All four of these ECN components are negatively correlated with cognitive symptoms, indicating that a lower subject loading on these components is associated with more severe symptoms (see Appendix 1 for additional information on the symptom dimensions mentioned below). All four of these components are negatively correlated with self-monitoring (IC7: rs = –0.21, p=0.021; IC8: rs = –0.22, p=0.008; IC13: rs = –0.20, p=0.038; IC30: rs = –0.22, p=0.012). Additionally, IC13 also negatively correlated with working memory (rs = –0.22, p=0.012) and IC30 with inhibition (rs = –0.19, p=0.044).
While all four components are negatively correlated with cognitive symptoms, IC7 is the only component with a negative correlation with symptoms from the negative valence domain. This component negatively correlated with the following symptom dimensions: anxiety/somatic (rs = –0.23, p=0.007) and physical concerns (rs = –0.20, p=0.037). In parallel with the correlations with the symptom dimensions, a lower subject loading on the ECN-stress aftermath component (IC7) was also associated with various measures that are generally associated with worse health, such as higher age (rs = –0.56, p=9.5E-23), higher BMI (rs = –0.36, p=4.6E-8), lower heart rate variability (rs = 0.32, p=5.7E-6), more physical pain (rs = –0.22, p=0.012), and worse experienced health (rs = 0.20, p=0.029).
Next, we performed post hoc tests in order to explore whether the correlations between the ECN-stress aftermath component (IC7) and the negative valence symptoms differed from the correlations between the other ECN-FPN components (i.e. IC8, IC13, and IC30) and these same negative valence symptoms (using Fisher’s r to z transform; alpha = 0.05). We refer to Appendix 1 for a complete overview of these results. Here, we would like to note that the results showed that the correlations did not differ between the ECN-stress aftermath component (IC7) and IC13 (ECN during the resting-state scan) (IDS anxiety/somatic: IC7 rs = –0.23; IC13: rs = –0.14, z = –1.07, puncorrected = 0.284; ASI physical concerns: IC7: rs = –0.20; IC13: rs = –0.10; z = –1.17, puncorrected = 0.242). Based on the results of these post hoc analyses, we cannot exclude that it is a threshold effect that we only found these relationships with negative valence symptoms for the ECN-stress aftermath component. At the same time it is important to note that in our analyses relatively few results for the symptom questionnaires survived multiple comparison correction, and that the ECN-stress aftermath component was the most sensitive component (of these ECN-FPN components) for finding relationships with the negative valence symptoms. Thus, the stress induction may have played an important role in revealing these results at a statistically significant level.
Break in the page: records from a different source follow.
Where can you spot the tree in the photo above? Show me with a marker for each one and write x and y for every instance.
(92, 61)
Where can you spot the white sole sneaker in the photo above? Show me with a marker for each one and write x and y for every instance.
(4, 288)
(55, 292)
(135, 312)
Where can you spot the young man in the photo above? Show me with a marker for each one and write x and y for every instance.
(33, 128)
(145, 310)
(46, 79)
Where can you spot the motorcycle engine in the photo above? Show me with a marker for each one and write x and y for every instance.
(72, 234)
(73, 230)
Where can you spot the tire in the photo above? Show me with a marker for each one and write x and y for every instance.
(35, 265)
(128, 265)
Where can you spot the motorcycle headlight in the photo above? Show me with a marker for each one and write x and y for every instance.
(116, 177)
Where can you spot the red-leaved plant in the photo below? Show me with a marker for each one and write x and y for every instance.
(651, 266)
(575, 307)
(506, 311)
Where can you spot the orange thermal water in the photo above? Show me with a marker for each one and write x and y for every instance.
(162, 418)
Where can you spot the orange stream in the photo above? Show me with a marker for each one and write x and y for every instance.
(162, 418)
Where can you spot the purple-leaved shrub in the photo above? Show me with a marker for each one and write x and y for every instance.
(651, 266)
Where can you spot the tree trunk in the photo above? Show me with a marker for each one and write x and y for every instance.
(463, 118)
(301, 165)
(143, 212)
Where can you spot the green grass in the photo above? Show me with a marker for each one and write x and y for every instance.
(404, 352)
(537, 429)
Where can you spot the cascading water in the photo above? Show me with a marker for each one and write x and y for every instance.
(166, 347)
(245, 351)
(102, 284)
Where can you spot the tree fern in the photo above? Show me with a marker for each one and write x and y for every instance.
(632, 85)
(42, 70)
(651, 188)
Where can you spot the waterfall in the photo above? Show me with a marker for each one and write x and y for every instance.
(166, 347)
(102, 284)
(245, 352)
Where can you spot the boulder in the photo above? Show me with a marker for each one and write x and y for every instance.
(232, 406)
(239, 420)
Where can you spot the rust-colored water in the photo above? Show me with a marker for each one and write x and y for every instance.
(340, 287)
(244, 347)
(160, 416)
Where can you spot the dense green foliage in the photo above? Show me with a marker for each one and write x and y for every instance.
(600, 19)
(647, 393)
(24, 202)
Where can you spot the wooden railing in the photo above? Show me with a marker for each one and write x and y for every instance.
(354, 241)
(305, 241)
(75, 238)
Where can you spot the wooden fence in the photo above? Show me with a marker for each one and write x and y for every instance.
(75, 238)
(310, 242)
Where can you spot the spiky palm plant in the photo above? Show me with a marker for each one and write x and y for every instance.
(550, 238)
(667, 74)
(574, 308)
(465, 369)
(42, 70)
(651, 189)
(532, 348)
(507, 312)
DMN connectivity during stress scan
IC15 was driven by the DMN during the stress scan (88.4%). This IC showed widespread connectivity patterns of the DMN, including within DMN connectivity (medial prefrontal cortex, posterior cingulate cortex), and connectivity with the FPN (posterior parietal cortex, dorsolateral prefrontal cortex) and with the visual regions (occipital cortex). This component negatively correlated with the fear of losing control/one’s mind under stress (mental incapacitation concerns) (rs = –0.22, p=0.012) (Figure 5B). In the ‘Discussion’ section, this IC is called the DMN-stress component.
Discussion
In this study, we performed a structural–functional linked ICA analysis to get a more complete understanding of psychopathology from a transdiagnostic perspective, investigating a sample with both mentally healthy participants and psychiatric patients with diverse non-psychotic disorders. Our deeply phenotyped sample allowed us to investigate which brain components may in particular be important for the understanding of transdiagnostic mechanisms in psychopathology by performing extensive, exploratory correlational analyses. Linked ICA resulted in various multimodal components, uncovering shared variance across modalities. While these multimodal components were in particular related to age, sex, BMI, blood pressure, and heart rate variability, we also identified multimodal components that were associated with cognitive symptoms and a diagnosis of ASD. Interestingly, the transdiagnostic symptom dimensions were most strongly related to components that were driven by the large-scale functional networks during the various functional scans.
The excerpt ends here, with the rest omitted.